Harkening back to the middleweight golden age of the ’80s when names like Hagler, Hearns, Leonard and Duran dazzled us, Pavlik and Miranda engaged in a brawl that has fight of the year honors written all over it. Going into the fight, the question was simple: who would be able to withstand the force of their opponent’s potent right hand? The answer: Kelly Pavlik, Kelly Pavlik, Kelly Pavlik. Yes, the answer was that redundant and clear.
From the opening bell, it was obvious that Pavlik was not going to sit back and allow Miranda to set the tone of the fight. Pavlik initiated most exchanges, realizing that Miranda was not as effective returning fire as he was at initiating it. He had done his homework, and was breezing through his test with ease – bouncing stiff jabs and jarring rights off of the seemingly befuddled Miranda in the center of the ring as well as along the ropes.
Undeterred, Miranda survived the early onslaught laid upon him by Pavlik and awakened from his slumber in the third round with a jarring right hand volley (three rights in a row) that momentarily stunned Pavlik. However, round three was the fight’s "moment of truth," answering the question I raised earlier. While Miranda showed that he could briefly halt Pavlik with his right hand, Pavlik showed that he could clearly hurt Miranda with his.
And that’s what happened to Miranda in round six, as Pavlik launched a perfectly-timed right hand bomb on the swollen jaw of his tough Colombian opponent. Despite referee Steve Smoger’s unusual handling of the first knockdown of Miranda, giving "Pantera" an unusually long time to replace his missing mouthpiece, nothing alter the revelation that occurred in round three. Miranda could not take what Kelly Pavlik had to give, and was subsequently battered into submission in the ensuing round.

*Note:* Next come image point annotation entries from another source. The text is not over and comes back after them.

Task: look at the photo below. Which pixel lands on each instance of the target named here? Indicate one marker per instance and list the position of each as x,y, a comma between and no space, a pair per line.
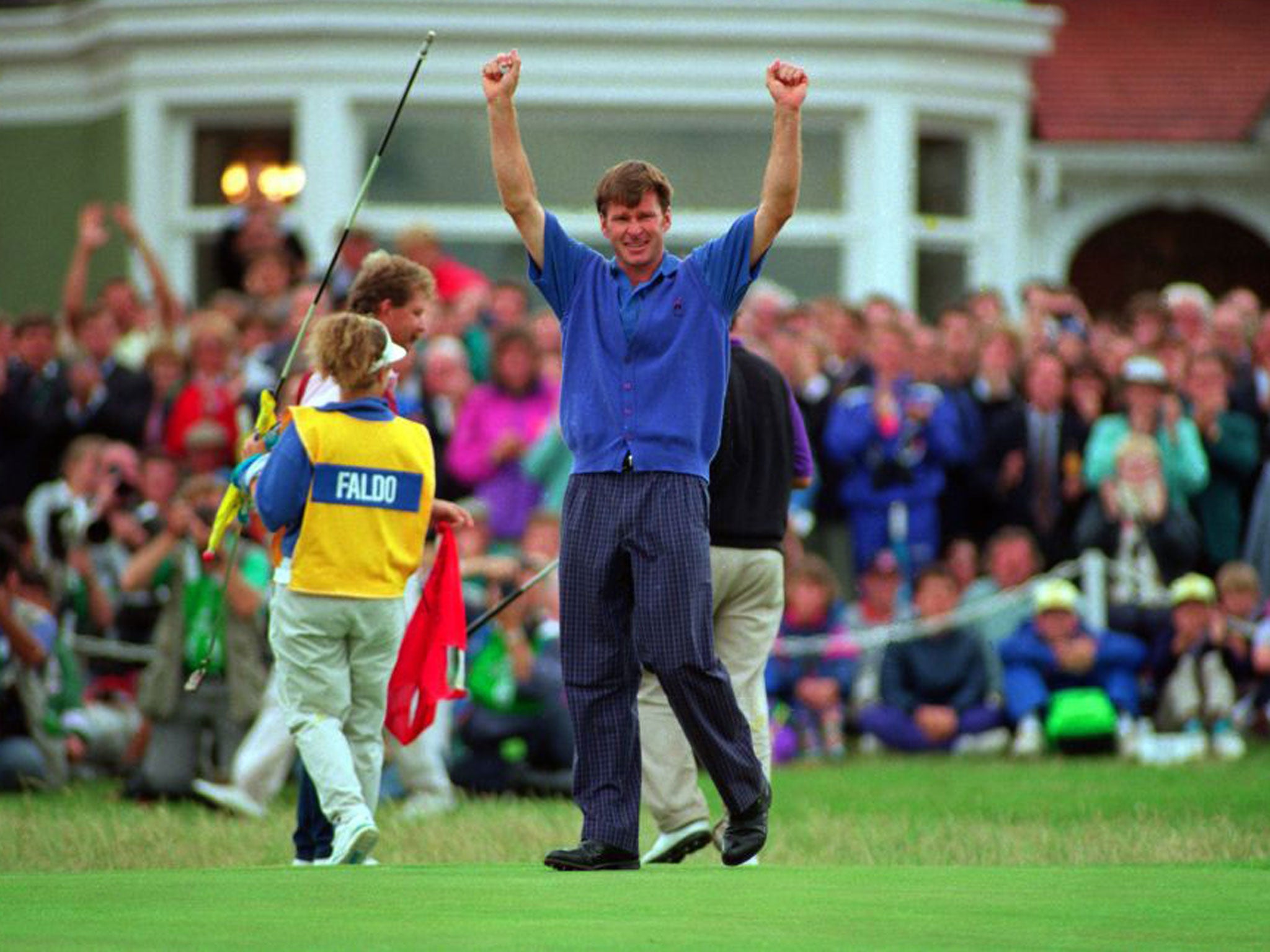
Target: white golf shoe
675,845
353,843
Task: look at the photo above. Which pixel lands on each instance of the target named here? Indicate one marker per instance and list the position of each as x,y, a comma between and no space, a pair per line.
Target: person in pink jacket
497,425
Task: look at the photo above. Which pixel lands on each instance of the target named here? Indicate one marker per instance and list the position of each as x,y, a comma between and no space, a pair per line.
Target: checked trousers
636,594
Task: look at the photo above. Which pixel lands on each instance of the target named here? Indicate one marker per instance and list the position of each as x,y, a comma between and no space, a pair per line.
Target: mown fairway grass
882,853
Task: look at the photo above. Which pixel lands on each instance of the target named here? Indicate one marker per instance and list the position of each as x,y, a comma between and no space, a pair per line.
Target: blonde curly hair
346,347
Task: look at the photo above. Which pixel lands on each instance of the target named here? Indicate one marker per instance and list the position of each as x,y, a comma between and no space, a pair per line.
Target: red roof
1155,70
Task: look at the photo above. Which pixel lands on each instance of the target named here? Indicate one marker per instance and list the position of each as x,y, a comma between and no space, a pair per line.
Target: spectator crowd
958,461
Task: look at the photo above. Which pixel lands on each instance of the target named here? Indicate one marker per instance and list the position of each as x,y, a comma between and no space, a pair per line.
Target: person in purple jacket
497,425
646,371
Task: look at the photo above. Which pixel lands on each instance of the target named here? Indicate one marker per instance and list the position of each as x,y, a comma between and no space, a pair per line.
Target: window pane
218,146
940,280
714,163
943,177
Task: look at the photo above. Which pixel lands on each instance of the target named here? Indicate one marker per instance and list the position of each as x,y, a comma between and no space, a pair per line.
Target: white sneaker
353,843
1126,735
869,744
985,744
1228,746
1029,739
229,798
675,845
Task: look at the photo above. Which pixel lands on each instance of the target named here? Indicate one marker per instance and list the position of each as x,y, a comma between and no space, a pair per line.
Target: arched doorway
1157,247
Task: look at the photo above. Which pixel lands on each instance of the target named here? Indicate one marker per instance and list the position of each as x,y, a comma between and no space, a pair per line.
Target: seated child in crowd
812,679
934,689
1057,650
1192,671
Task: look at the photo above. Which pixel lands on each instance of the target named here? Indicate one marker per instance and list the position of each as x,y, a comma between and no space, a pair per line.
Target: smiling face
406,323
638,234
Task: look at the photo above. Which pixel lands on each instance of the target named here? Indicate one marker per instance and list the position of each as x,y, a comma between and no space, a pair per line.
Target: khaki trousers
748,598
333,662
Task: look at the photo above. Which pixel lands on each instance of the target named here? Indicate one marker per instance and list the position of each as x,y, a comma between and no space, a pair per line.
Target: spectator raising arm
91,236
166,301
512,172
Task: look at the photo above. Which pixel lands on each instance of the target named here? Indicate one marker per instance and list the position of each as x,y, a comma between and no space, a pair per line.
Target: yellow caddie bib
368,505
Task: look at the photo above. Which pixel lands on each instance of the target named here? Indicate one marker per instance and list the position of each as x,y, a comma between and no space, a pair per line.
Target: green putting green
526,908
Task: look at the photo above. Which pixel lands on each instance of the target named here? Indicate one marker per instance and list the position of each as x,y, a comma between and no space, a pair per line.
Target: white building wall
882,71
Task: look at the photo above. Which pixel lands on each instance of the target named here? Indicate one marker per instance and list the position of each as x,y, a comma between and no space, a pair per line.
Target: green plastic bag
1080,715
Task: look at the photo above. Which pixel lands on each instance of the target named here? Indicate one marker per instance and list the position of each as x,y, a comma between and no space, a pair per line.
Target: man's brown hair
384,276
628,182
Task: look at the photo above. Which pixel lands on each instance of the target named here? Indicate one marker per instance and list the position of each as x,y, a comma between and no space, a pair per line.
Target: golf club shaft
357,206
197,676
507,599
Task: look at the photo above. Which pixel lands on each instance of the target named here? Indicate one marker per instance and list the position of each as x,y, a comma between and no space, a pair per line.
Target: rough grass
876,813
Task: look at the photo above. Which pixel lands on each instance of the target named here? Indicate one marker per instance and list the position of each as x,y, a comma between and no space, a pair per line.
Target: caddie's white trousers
748,593
334,656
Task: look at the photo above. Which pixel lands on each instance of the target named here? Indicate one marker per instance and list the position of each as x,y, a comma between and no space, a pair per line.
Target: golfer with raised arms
646,369
351,485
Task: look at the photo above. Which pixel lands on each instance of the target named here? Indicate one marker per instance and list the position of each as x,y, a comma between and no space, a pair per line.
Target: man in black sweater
762,454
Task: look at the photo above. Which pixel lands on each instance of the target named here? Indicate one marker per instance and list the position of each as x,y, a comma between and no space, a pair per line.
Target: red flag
438,624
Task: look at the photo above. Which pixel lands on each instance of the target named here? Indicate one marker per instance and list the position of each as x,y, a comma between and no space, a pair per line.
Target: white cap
391,353
1145,369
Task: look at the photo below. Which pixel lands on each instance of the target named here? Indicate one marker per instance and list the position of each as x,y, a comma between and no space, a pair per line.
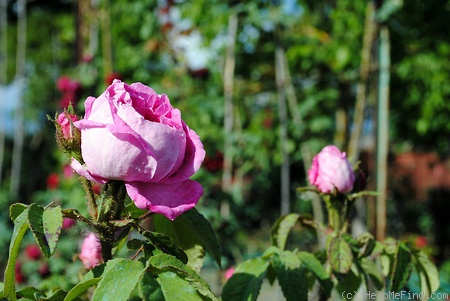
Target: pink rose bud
130,133
331,170
229,273
68,223
64,121
91,252
33,252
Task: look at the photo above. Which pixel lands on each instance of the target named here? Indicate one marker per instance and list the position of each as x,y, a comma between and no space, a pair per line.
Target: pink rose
132,134
91,252
229,273
64,120
68,223
331,169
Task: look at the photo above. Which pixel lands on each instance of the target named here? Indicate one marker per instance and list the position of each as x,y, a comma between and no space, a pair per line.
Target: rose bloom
331,170
91,252
63,120
132,134
68,223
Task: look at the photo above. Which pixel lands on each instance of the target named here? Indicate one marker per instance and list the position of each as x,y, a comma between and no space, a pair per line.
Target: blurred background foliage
179,48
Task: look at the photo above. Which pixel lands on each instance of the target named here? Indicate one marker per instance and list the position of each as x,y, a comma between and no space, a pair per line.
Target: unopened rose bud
67,135
68,223
331,170
65,120
33,252
91,253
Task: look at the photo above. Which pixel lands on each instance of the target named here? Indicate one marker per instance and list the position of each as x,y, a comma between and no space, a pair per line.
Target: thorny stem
91,204
111,209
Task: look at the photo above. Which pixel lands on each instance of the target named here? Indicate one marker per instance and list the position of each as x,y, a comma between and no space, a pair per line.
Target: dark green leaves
246,281
173,275
45,223
339,255
118,280
428,274
291,276
46,226
193,233
20,227
280,231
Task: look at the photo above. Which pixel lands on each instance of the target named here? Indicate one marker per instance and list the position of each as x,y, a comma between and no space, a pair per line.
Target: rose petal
82,171
193,158
170,200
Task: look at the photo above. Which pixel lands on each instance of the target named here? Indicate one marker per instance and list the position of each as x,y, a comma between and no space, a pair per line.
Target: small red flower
421,241
68,223
20,278
53,181
33,252
111,77
44,270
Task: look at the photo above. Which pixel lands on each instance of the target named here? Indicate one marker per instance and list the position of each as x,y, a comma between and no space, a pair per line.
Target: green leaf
175,288
316,267
400,268
150,289
193,233
165,244
57,295
162,263
52,221
340,255
428,273
81,288
30,293
35,219
350,283
280,230
16,209
118,280
373,272
246,281
20,227
291,276
134,211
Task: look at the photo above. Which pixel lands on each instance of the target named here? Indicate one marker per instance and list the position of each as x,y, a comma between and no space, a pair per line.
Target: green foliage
193,233
246,281
118,279
350,262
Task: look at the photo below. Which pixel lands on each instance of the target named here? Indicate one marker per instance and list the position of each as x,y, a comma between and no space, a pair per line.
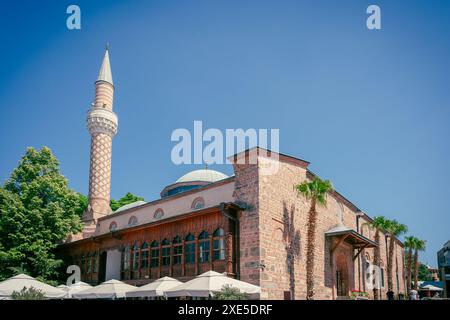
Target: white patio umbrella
110,289
17,283
74,288
208,283
154,289
430,287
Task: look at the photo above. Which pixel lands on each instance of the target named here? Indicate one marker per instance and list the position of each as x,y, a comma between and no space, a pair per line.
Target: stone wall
273,234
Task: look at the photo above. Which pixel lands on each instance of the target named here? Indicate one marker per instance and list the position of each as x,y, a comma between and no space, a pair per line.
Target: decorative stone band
101,120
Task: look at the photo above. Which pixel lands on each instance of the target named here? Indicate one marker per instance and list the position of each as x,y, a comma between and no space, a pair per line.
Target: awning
154,289
208,283
17,283
111,289
351,236
348,235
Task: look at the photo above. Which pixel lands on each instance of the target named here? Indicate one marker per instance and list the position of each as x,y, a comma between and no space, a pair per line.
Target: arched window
165,252
88,263
144,255
132,221
366,267
159,213
126,258
155,254
112,226
204,246
382,273
219,244
177,250
83,263
135,255
94,262
189,249
198,203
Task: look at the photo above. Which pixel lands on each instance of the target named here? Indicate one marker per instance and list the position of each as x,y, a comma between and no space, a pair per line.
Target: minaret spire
102,124
105,73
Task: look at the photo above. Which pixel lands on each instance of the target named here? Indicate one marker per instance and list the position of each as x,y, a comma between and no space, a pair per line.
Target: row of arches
179,250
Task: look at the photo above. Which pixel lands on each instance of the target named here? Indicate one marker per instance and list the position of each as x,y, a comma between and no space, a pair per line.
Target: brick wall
273,234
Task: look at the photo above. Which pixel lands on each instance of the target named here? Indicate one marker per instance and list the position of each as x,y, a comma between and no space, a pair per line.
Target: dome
204,175
131,205
192,180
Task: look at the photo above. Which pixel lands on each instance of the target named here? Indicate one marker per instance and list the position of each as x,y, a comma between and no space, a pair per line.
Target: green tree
126,199
380,224
28,294
315,191
395,229
230,293
37,212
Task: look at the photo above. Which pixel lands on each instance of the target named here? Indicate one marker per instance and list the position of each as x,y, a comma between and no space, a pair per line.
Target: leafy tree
37,212
409,247
28,294
395,229
230,293
380,224
128,198
315,191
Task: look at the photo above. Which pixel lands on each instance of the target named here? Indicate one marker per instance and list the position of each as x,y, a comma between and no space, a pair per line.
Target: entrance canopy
348,235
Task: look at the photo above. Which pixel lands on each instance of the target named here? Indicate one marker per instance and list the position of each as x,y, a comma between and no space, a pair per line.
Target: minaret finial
105,70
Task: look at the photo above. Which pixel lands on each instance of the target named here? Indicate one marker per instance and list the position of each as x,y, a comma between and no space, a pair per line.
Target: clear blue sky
369,109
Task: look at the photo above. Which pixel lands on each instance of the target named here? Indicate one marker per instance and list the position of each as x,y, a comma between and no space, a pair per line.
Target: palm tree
395,229
419,246
315,191
379,224
410,243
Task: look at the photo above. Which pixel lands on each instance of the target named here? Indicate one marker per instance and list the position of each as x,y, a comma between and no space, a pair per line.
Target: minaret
102,124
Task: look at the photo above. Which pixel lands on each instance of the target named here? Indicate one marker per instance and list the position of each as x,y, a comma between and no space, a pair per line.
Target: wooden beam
337,244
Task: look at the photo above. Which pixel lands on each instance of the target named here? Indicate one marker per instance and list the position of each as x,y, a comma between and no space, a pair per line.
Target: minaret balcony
101,120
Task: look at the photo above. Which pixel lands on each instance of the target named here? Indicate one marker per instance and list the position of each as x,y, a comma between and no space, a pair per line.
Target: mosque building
251,226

This impressive seventh round TKO victory for the "pride of Youngstown, Ohio" will hopefully lead to a middleweight championship showdown with Jermain Taylor – the winner of the "in name only" main event.
Going into the main event, most fans and media knew that Taylor would be in for a potentially difficult fight, based on Spinks’ penchant for "stinking out the joint" due to his overly-defensive style. That being said, I don’t think anyone expected to see a fight (and I use that word generously) that would put fear into the hearts of the chemists that manufacture Lunesta®. I will spare you the details of a round-by-round summary, because thinking about the rounds may induce sleep and prevent me from finishing this post.
In his fourth successful defense of the linear middleweight championship, Jermain Taylor has done little to galvanize his supporters or to silence his detractors – a list that grows after each spotty title defense. On the surface, Taylor seemingly has everything you would want to see in a superstar boxer – a "TV-friendly" smile and persona, Olympian pedigree, a Hall of Fame trainer, and knockout power in both hands. However, as he continues to fight, a troubling question arises – can he really fight?
That question seems ludicrous when you consider that Jermain Taylor fared better than anyone had in years in his draw against Winky Wright or that he more than held his own in 24 rounds with first-ballot Hall of Famer Bernard Hopkins. Yet and still, the question lingers…can Jermain Taylor really fight? A fight against (now) number one contender Kelly Pavlik will likely provide the answer.